9. Joint partying ceases. In the lexicon of outsourcing transitions, partnerships mean partying together. Joint milestone celebrations, or team building happy hours are integral to fostering a good working relationship, especially when there is a substantial systems implementation component.
10. Referencing stops, or is tightly meted out. In the first blush of the outsourcing relationship, all parties bend over backward to be accommodating and support each other’s
business goals. However, when the relationship starts to experience stress, the global services equivalent of withholding affection happens, and references to potential customers are often stopped or starkly curtailed.
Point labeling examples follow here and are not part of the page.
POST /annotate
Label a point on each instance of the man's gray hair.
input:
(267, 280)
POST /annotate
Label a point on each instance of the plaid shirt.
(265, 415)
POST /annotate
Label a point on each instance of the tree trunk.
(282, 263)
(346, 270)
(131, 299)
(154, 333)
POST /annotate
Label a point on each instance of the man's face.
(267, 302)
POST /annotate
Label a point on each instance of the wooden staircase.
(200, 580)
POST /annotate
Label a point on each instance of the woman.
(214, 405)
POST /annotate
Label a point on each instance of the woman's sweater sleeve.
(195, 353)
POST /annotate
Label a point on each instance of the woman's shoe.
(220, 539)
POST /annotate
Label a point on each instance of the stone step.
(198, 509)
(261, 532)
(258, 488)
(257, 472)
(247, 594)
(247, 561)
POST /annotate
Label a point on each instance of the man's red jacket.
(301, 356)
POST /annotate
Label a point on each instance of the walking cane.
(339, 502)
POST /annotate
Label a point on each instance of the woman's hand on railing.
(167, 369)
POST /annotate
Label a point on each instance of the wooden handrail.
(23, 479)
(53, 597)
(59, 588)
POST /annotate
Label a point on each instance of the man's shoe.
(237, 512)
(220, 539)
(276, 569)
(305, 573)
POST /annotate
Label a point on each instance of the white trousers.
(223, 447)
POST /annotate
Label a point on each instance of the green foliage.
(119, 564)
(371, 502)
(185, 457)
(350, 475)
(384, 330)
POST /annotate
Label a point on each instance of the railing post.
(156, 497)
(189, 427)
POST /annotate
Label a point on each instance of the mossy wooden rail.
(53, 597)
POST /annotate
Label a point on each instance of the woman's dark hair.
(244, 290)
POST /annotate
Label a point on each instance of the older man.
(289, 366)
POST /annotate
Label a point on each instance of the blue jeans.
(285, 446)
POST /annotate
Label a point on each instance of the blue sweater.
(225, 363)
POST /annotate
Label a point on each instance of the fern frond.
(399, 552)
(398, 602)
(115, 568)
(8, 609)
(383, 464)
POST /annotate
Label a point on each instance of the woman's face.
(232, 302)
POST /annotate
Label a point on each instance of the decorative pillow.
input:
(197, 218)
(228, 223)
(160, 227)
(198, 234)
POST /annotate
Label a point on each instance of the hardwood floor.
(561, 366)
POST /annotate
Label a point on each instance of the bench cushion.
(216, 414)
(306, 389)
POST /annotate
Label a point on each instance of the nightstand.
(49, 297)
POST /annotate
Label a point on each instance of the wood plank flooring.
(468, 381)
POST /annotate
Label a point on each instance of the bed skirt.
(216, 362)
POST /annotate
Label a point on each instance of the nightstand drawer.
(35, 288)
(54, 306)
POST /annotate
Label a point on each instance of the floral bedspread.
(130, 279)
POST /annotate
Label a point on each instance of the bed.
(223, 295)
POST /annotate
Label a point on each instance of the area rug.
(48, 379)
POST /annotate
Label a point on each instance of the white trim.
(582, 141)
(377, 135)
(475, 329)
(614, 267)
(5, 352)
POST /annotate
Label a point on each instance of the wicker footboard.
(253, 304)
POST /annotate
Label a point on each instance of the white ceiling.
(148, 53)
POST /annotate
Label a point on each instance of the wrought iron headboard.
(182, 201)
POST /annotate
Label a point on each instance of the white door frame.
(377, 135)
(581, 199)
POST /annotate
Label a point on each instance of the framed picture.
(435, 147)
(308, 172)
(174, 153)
Naturally, there are variations on each of these behaviors; each relationship can spawn its own unique list of hurts and slights. But as in all situations, the little things matter. And the outsourcing relationship is, at its heart, comprised of a myriad of brief human interactions.
Do these distress signals mean that the relationship is doomed to failure? Not at all. Savvy customers and
outsourcing providers are sensitive to subtle changes in routine and interaction, and move quickly to source and sort out the root causes that result in the outsourcing version of “acting out.” Outsourcing marriages can be saved.
Deborah is Chief Marketing Officer of a leading offshore business-process outsourcer. Formerly a Partner at two professional-services firms, Managing Director at two global banks and a founding executive at a BPO service provider, she has a unique perspective on an industry that she believes will flourish, often in spite of itself.